Now that Harrity has been named a Sprague Award winner, all three of the top national news weekly magazines' former White House photographers have received NPPA’s top honor. Time magazine's Dirck Halstead was the 2004 Sprague recipient, and Newsweek's Wally McNamee was the 2005 recipient. U.S. News & World Report, which was the nation’s other leading weekly news magazine, was illustrated with Harrity’s photographs.
At one of the world’s most recognized and iconic magazines, Sprague Award winner Dimick leads National Geographic Magazine’s environmental coverage, documenting the nexus between human aspiration and earth's ability to sustain us, a place that he calls “a fascinating intersection for photojournalists to explore in this time of rapid global environmental change.”
Dimick guided creation of a single-topic magazine issue on global fresh water in April 2010, and directed a year-long series on global population called “7 Billion” in 2011. And he originated and orchestrated the creation of a 74-page, three-story project on climate change called “Global Warming: Bulletins from a Warmer World” in 2004.
“It is very humbling to be recognized by the NPPA for my work, which is as much the work of many collaborators and supporters as it is my own,” Dimick told News Photographer magazine today. “The many stories on environmental issues we have published in National Geographic in recent years would never have happened without the strong support of editors Chris Johns and Bill Allen.

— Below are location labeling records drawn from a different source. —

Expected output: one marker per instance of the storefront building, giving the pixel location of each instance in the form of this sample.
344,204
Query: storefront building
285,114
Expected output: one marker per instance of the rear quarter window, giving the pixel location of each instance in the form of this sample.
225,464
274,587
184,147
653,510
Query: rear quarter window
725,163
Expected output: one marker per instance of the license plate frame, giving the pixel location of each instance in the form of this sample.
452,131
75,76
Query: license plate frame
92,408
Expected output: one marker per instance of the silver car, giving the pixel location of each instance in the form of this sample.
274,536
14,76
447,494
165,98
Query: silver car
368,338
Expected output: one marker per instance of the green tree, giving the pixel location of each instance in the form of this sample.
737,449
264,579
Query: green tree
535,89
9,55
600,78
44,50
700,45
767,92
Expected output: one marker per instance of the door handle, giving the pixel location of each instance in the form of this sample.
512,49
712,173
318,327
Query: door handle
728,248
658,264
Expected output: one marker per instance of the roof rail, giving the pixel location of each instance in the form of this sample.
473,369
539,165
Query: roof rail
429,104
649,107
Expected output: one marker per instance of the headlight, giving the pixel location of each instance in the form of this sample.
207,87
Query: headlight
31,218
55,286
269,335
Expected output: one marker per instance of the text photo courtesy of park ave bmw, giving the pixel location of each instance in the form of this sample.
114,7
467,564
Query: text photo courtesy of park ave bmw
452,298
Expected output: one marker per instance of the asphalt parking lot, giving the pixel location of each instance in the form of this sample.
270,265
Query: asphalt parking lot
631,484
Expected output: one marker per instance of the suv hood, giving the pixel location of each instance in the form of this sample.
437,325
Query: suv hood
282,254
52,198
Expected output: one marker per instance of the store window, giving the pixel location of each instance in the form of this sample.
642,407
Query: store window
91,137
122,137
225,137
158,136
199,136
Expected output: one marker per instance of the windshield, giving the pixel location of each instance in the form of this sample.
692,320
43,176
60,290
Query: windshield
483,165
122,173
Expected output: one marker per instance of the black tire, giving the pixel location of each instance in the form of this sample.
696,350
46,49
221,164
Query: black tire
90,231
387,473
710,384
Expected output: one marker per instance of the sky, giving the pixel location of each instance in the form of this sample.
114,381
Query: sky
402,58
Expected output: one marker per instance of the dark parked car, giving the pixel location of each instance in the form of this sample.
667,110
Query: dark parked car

They have willingly tolerated my obsession for visualizing global environmental change with documentary photojournalism.
“If anything I hope that this recognition will raise the profile of environmental photojournalism, and the possibilities it offers as a way for photojournalists to show and explain the changes we see in the world now.”
He says that environmental issues will only become central to the concerns and work of photojournalists as the world continues to confront more extreme weather, melting ice caps, shifting seasons, rising seas, and other expanding impacts of humanity's love affair for fossil carbon fuels.
"As the world changes we see more and more that environmental photojournalists can be on the front lines showing and explaining with their pictures what is happening on the ground as climate change drives more crop failures, droughts, and floods, and as a result create the kinds of political unrest and turmoil that challenge the security of nations and human civilization in years ahead. Rapidly rising food prices sparked the Arab Spring revolution in Tunisia two years ago, and food riots in Mexico in 2008 were caused by corn crop shortages. We are only beginning to see impacts on freshwater and food supplies worldwide as climate and weather conditions shift to a new state."
Dimick joined the Geographic in in 1980 and was a picture editor for National Geographic Traveler from 1984 to 1987. He joined the magazine staff as a picture editor in 1991 after a decade of editing a dozen Geographic books and working for Traveler. Dimick has specialized in environmental coverage since 1998.
Before National Geographic, Dimick worked as a photojournalist, picture editor, and reporter for daily newspapers in Oregon and Washington, including the Corvallis (OR) Gazette Times, the McMinnville (OR) News-Register, the Pendleton East Oregonian, and the Walla Walla (WA) Union Bulletin. From 1978 until 1980, he was a picture editor for The Courier-Journal in Louisville, KY.
Dimick has an agricultural degree from Oregon State University and a master’s degree in agricultural journalism from the University of Wisconsin-Madison. Since 2008, he’s has been a co-organizer of the annual Aspen Environment Forum, and for 16 years he’s been a faculty member at the historic Missouri Photo Workshop.